Superfund Research Program
Data Management and Analysis Core (DMAC)
- Project Summary
Project Summary (2022-2027)
The center investigators seek to understand and remediate potential health risks posed by complex exposure scenarios present at hazardous waste sites using a systems approach. Several of the projects use cutting-edge analytical chemistry, sequencing, and other approaches to produce high-dimensional “omic” data with thousands of parallel measurements on a specific endpoint. These data are analyzed to identify biological processes that are perturbed in complex environmental exposure scenarios. The Data Management and Analysis Core (DMAC) supports all aspects of the scientific data process: from statistical design, data management, and QA/QC to providing high performance computing platforms, with secure access to center data, consulting on data science, biostatistical analysis, to development of new methodology and its dissemination for project goals. The DMAC thus supports the acquisition, storage, analysis, and sharing of large, complex datasets through the development of tools, infrastructure, and expertise. It develops data-driven, machine-learning methods to find patterns in high-dimensional data sets to understand biological perturbations and potential health risks associated with exposures.
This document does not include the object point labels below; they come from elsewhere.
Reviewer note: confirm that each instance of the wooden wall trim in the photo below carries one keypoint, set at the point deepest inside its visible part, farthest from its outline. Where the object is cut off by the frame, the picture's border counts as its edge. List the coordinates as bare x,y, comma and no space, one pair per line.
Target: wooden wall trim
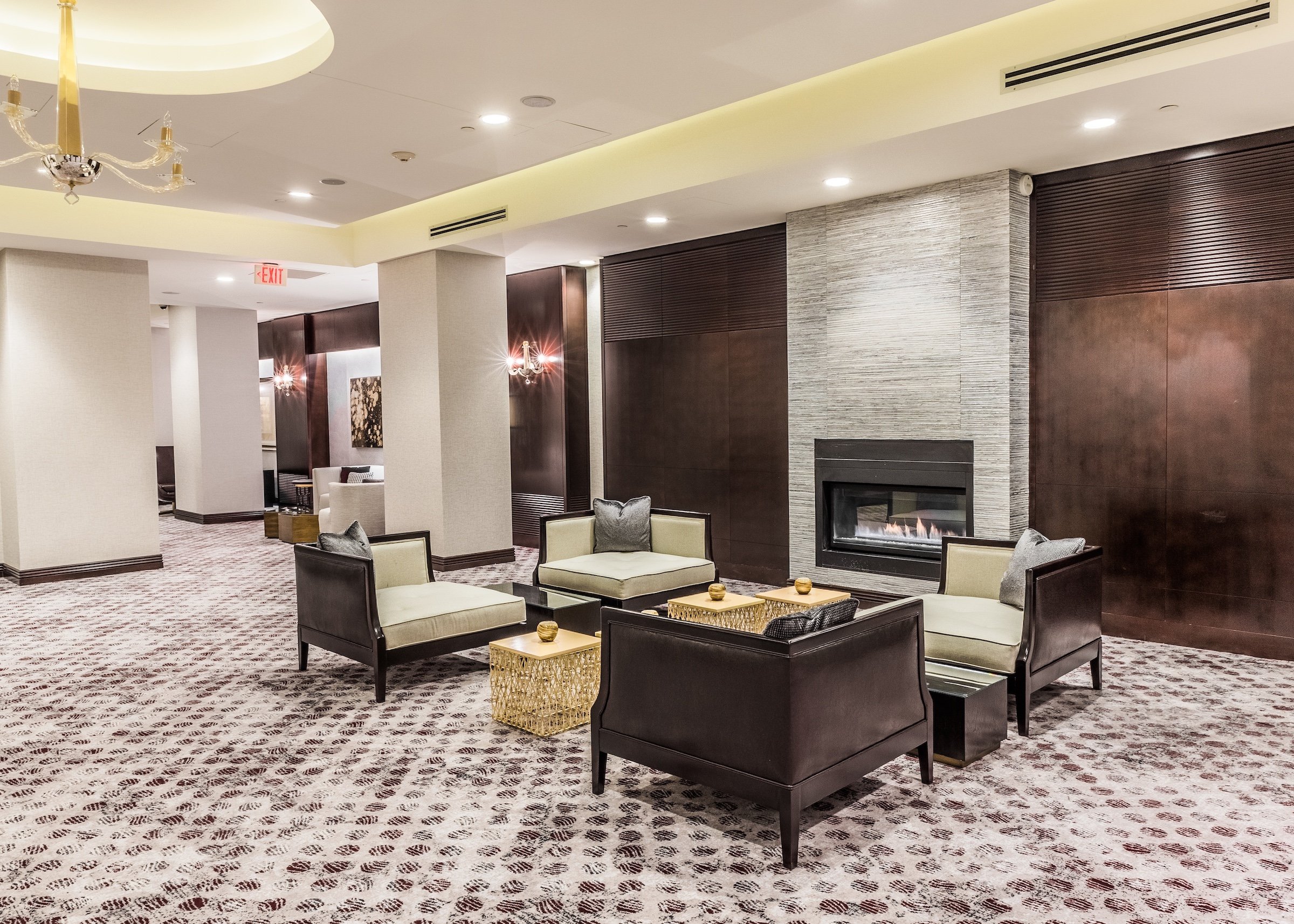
208,519
1165,158
687,246
477,560
72,573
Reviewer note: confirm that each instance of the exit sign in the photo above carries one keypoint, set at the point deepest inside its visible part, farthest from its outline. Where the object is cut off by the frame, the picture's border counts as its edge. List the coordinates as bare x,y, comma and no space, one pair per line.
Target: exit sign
270,275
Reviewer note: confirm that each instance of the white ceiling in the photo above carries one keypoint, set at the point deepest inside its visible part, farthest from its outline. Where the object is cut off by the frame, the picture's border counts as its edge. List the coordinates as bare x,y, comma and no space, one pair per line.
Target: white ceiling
411,74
These efforts include proposals for new statistical algorithms (and resulting software) on discovering which patterns of chemical mixtures have greatest potential human health impacts. As these methods require a lot of computing power, core leaders work with the Berkeley Research Computing group to provide a platform for computation that provides for fast, scalable solutions, as the resulting system will have over 100 CPUs. This platform also has direct access through the integration with Box file management system. Finally, the DMAC manages access to center data, metadata, analysis plans and other supporting material releases using the Open Scientific Framework (osf). In conclusion, this core is an integral and critical component of the overall program that supports the whole life history of center data.